フランチャイズオーナーとも話したが、中小の飲食店はコロナ融資の返済も始まっており、資金繰りもギリギリの所が多い。ここでかじ取りを間違うと閉店、倒産が加速する。大手も外食企業は人員不足が深刻だが、この局面では先も読めず、採用の計画も悩みの種だ。

岸田文雄政権は世論の調査の声で、政策を決定している感がある。行動制限を実施した方がよいという声が過半数を占めたあたりで、政策を転換してくるのではないかと感じる。
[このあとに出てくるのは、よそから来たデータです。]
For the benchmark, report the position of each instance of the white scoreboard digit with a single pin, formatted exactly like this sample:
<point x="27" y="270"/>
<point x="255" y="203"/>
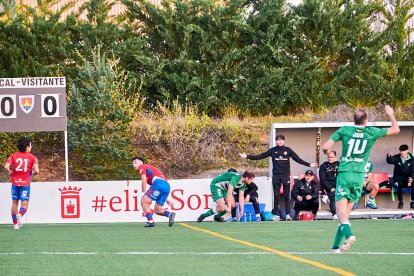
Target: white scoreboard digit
<point x="33" y="104"/>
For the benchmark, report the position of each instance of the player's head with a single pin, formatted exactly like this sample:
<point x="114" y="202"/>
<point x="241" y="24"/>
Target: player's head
<point x="137" y="161"/>
<point x="332" y="156"/>
<point x="280" y="140"/>
<point x="24" y="144"/>
<point x="248" y="177"/>
<point x="360" y="117"/>
<point x="309" y="176"/>
<point x="403" y="150"/>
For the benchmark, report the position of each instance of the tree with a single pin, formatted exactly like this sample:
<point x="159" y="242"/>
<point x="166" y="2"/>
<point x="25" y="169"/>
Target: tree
<point x="99" y="121"/>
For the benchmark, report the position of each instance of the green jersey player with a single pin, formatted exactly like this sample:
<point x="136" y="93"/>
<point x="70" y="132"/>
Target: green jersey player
<point x="357" y="142"/>
<point x="222" y="191"/>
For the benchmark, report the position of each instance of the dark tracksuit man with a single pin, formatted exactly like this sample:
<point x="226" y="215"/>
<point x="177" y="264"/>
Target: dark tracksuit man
<point x="281" y="171"/>
<point x="403" y="170"/>
<point x="327" y="177"/>
<point x="306" y="194"/>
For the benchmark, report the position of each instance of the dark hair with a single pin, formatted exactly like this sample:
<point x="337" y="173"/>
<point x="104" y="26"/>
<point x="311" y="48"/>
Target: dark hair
<point x="403" y="147"/>
<point x="360" y="117"/>
<point x="280" y="136"/>
<point x="332" y="151"/>
<point x="247" y="174"/>
<point x="23" y="143"/>
<point x="138" y="158"/>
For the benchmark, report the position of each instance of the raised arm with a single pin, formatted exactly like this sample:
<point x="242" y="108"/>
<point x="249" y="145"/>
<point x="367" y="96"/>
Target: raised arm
<point x="395" y="128"/>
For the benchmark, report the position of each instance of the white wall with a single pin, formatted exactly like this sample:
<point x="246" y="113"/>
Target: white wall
<point x="48" y="204"/>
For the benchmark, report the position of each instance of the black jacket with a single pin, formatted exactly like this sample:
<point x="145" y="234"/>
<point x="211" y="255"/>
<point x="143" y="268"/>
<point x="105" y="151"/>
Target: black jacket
<point x="280" y="159"/>
<point x="327" y="175"/>
<point x="401" y="171"/>
<point x="251" y="190"/>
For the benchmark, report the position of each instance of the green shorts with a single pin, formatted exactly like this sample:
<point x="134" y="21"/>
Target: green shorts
<point x="217" y="193"/>
<point x="349" y="186"/>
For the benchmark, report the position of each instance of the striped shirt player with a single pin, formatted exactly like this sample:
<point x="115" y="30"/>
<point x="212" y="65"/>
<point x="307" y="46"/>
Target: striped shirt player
<point x="158" y="191"/>
<point x="21" y="166"/>
<point x="222" y="188"/>
<point x="357" y="142"/>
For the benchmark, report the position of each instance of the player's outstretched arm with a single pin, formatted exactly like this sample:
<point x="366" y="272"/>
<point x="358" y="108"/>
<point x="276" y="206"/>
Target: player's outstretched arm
<point x="395" y="128"/>
<point x="328" y="145"/>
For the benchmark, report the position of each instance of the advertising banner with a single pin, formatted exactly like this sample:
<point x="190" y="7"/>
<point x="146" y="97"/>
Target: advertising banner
<point x="113" y="201"/>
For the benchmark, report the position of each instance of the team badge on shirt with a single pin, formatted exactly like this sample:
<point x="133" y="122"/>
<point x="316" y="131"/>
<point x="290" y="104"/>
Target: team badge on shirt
<point x="26" y="103"/>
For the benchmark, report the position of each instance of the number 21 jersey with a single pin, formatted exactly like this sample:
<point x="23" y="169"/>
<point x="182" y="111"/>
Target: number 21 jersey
<point x="22" y="163"/>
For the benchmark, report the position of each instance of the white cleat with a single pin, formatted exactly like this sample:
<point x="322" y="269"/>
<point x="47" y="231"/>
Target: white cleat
<point x="347" y="245"/>
<point x="276" y="218"/>
<point x="19" y="220"/>
<point x="336" y="251"/>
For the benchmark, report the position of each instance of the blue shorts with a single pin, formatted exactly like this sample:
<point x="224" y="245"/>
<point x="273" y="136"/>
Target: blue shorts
<point x="159" y="191"/>
<point x="21" y="193"/>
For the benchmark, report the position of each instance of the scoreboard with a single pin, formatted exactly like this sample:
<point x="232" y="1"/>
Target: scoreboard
<point x="33" y="104"/>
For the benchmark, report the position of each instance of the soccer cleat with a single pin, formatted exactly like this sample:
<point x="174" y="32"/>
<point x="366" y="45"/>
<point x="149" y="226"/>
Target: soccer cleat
<point x="171" y="218"/>
<point x="19" y="220"/>
<point x="276" y="218"/>
<point x="200" y="218"/>
<point x="371" y="205"/>
<point x="325" y="199"/>
<point x="218" y="218"/>
<point x="150" y="224"/>
<point x="347" y="245"/>
<point x="335" y="251"/>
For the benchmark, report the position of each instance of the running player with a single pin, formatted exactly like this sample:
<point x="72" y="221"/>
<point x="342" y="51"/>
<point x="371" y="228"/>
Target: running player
<point x="357" y="142"/>
<point x="159" y="191"/>
<point x="222" y="191"/>
<point x="21" y="166"/>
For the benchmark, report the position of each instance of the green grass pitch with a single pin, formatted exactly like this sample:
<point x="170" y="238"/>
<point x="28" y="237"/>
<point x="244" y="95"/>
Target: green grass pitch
<point x="383" y="247"/>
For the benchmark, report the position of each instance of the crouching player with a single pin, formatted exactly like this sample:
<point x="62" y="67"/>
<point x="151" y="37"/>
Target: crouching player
<point x="24" y="166"/>
<point x="222" y="191"/>
<point x="159" y="191"/>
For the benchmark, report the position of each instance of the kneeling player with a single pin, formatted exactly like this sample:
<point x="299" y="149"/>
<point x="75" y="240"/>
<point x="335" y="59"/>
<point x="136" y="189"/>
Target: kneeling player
<point x="159" y="191"/>
<point x="222" y="188"/>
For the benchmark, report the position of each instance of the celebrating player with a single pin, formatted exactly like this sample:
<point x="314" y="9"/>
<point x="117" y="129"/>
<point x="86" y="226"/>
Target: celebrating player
<point x="24" y="166"/>
<point x="357" y="142"/>
<point x="159" y="191"/>
<point x="222" y="190"/>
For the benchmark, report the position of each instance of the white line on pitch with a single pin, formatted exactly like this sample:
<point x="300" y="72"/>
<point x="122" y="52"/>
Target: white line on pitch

もし、行動制限をかけるならば、飲食店への補償は必須だ。ただ、これまでも飲食店だけへの行動制限で本当に効果があったのか検証を求めたい。昨年も、当時副総理兼財務相だった麻生太郎自民党副総裁が「本当にそれ(=行動制限)が必要で効果があったのか」と疑問を呈する発言をしている。多くの国民もそう思うところがある。

私の主治医でありドイツ・ボッフム大学永代教授の南和友医師も「抗体がどれほどあるか」が重要と再三指摘する。行動制限だけでなく、抗体に主軸を置く対策を考えるべきだ。参議院選挙も終わり政治は夏休み感がある。感染と社会経済活動の両立。今こそ、考えに考え抜くときだ。